The paper Human-competitive tagging using automatic keyphrase extraction, co-authored with Eibe Frank and Ian Witten, was accepted for the EMNLP conference (Conference on Empirical Methods in Natural Language Processing) in Singapore this August.
In this paper, we evaluate the tagging quality of the users of the collaborative platform CiteULike using traditional methods. The inter-indexer consistency compares how well human taggers agree with their co-taggers on what tags should be assigned to a particular document. The higher the agreement, the higher the usefulness of the assigned tags.

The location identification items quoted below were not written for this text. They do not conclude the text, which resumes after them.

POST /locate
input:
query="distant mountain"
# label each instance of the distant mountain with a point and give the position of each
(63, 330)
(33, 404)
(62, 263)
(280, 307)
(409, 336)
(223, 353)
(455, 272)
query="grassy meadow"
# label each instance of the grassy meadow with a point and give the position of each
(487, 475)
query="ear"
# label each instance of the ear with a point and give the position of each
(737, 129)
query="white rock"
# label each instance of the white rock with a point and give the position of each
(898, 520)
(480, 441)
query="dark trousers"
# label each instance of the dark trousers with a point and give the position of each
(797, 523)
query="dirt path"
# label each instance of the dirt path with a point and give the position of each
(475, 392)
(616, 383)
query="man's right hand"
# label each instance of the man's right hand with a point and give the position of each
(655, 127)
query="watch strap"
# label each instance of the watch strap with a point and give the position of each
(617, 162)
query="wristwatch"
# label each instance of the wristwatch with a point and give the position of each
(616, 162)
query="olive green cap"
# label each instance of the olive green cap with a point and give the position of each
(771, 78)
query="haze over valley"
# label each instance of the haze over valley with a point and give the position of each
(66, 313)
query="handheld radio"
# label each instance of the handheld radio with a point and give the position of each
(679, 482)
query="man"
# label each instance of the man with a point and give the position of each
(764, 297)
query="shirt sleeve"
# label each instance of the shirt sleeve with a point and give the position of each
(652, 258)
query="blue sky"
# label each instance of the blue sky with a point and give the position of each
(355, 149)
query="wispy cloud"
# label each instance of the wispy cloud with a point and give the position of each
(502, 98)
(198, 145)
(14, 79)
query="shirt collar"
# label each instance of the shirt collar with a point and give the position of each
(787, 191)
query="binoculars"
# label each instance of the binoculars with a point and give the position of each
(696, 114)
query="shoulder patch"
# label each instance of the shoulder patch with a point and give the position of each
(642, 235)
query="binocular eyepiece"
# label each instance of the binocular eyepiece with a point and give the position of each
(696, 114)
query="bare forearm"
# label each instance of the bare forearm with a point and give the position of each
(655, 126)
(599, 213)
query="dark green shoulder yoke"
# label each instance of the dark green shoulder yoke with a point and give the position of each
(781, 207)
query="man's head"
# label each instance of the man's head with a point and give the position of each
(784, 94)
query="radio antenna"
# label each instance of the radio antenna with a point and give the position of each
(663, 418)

The consistency of CiteULike's taggers resembles the power-low distribution, with a few users achieving high consistency values and a long tail of inconsistent taggers. On average, the taggers are 19% consistent with each other. Based on the consistency values we identify a group of best performing taggers and use them as a gold standard to evaluate an automatic tagging technique. There are 35 such taggers, who achieve an average consistency of 38%.
Next, we apply the keyphrase extraction algorithm Kea and the topic indexing algorithm Maui to the documents tagged by these users and compare the automatically assigned tags to those assigned by humans. Maui's consistency with all taggers is 24%, 5 percentage points higher than that of humans. Maui's consistency with best taggers is 35%. Slightly less than their consistency with each other, but still better than that of 17 out of 35 taggers.
The approach is a combination of machine learning and statistical and linguistic analysis of words and phrases that appear in the documents. Maui also uses the online encyclopaedia Wikipedia as a knowledge base for computing semantic information about words.